Slogan “Siapa Lagi Kalau Bukan Kita” Semangati OMK Menjalin dalam Program Kunjungan

Dengan semangat “Sae agik kade buke dirik” (siapa lagi kalau bukan kita), OMK Paroki Santo Petrus dan Paulus Menjalin berjalan melewati jalan ekstrim penuh lumpur di saat hujan deras mengunjungi Stasi Rabang di suatu pagi.

Ibadat sabda yang dipimpin Ketua OMK Paroki Menjalin, Landak, Kalimantan Barat, mengawali basaroh (kunjungan) OMK Menjalin baru-baru ini untuk menemui umat dan OMK Stasi Rabang. Makan bersama dan “perbincangan kecil” mengenai Stasi Rabang mewarnai kunjungan itu.

Selain perbincangan itu, OMK Menjalin melakukan bakti sosial dengan membersihkan dan mengecat dinding gereja.
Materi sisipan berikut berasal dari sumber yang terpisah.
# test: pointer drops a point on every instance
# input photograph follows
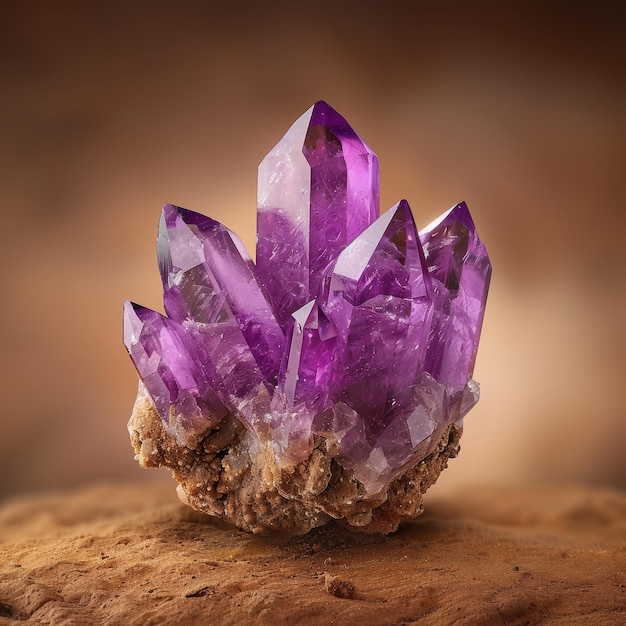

Musik akustik OMK Paroki Menjalin mengiringi kegiatan itu.

Lidyanoria yang menjadi pengurus inti OMK Paroki Menjalin mengatakan bahwa “Sae agik kade buke dirik” telah dijadikan slogan OMK paroki itu guna “menyemangati kaum muda untuk berani unjuk gigi.”

Tujuan dari basaroh, kata Lidyanoria, adalah untuk mengunjungi stasi-stasi yang ada di Paroki Menjalin “untuk mengajak kaum muda yang kurang aktif.” Selain itu, lanjutnya, “Saya ingin mengetahui permasalahan-permasalahan OMK yang terjadi di stasi yang kami kunjungi.”

Lewat kegiatan OMK Basaroh itu, “saya dapat bertatap muka dengan wajah-wajah OMK dan mengetahui permasalahan yang selama ini mereka hadapi,” jelas Lidyanoria seraya mengharapkan agar lewat kegiatan itu muncul efek yang baik untuk kemajuan OMK bukan saja di stasi tetapi di paroki.”

Melihat bahwa kegiatan berselogan “Sae Agik Kade’ Buke’ Dirik” menghasilkan keakraban, Lidyanoria berharap agar slogan itu diwujudkan dalam kegiatan bukan hanya sekedar ucapan.